Baru dua kilo perjalanan bannya bocor. Ia kesal dan marah serta mengerutu. Ia berteriak dan mengumpat pada Tuhan. Dengan omelan yang penuh di mulutnya, akhirnya setelah dua puluh menit berjalan mencari tempat tambal ban, ia menumkannya.
***
Pukul 08.15!
Waktu semakin sempit. Keringat ia seka dari wajah kesalnya. Perlahan emosinya mulai redup dan kembali tentram. Ia berdoa dan menunggu giliran.
“Akan gimana hasilnya nanti…..,” begitu kata hatinya.
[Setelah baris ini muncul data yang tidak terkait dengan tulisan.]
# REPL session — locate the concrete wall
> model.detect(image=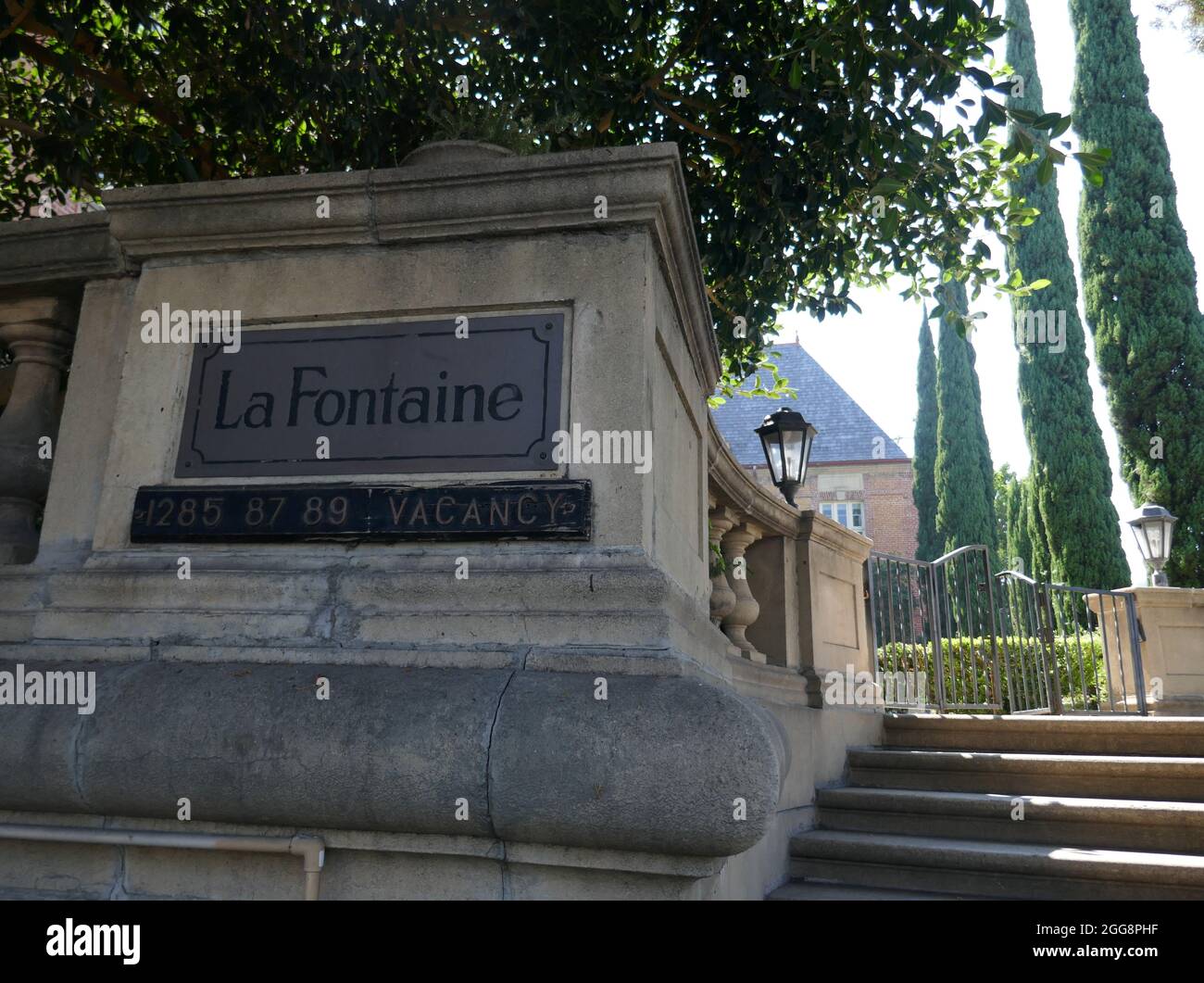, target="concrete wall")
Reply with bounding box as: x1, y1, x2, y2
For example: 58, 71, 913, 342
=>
0, 145, 880, 898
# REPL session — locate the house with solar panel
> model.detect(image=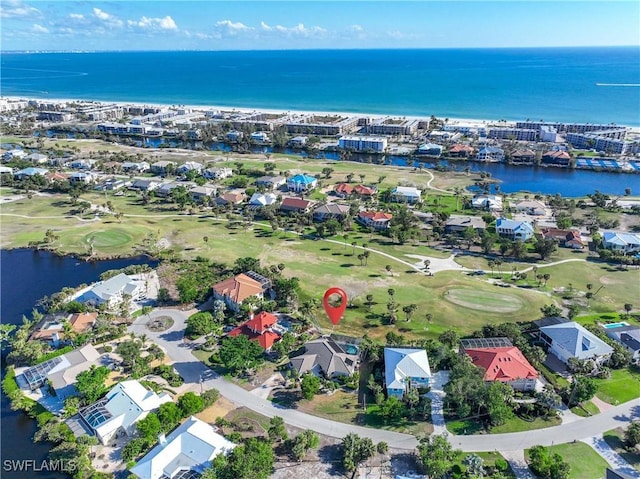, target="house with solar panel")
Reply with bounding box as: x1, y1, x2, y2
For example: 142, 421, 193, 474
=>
130, 416, 236, 479
80, 380, 171, 444
384, 348, 431, 399
16, 344, 101, 400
Wawancara pun dimulai. Semua pertanyaan ia lahap secara baik, setidaknya menurutnya. Kini wawancara singkat tuntas. Tinggal menunggu tahap selanjutnya siang ini dan menuju pengumuman.
Tahapan kedua pun dimulai. Saatnya ujian tertulis. Debar hatinya mulai berdetak kuat. Pompaan darahnya melaju deras. Cemas!
Hasilnya, namanya tercatut di dalam daftar calon karyawan yang lulus, ia berada di urutan dua dari sepuluh yang lulus. Alangkah senangnya dia. Penantiannya terjawab. Sekarang karirnya sudah memasuki masa awal. Bekerja sebagai staf humas di perusahaan telekomunikasi menjadi akar menuju suksesnya.
“Cinta dan cita, akan kujemput kau di sana,” ucapnya tersenyum.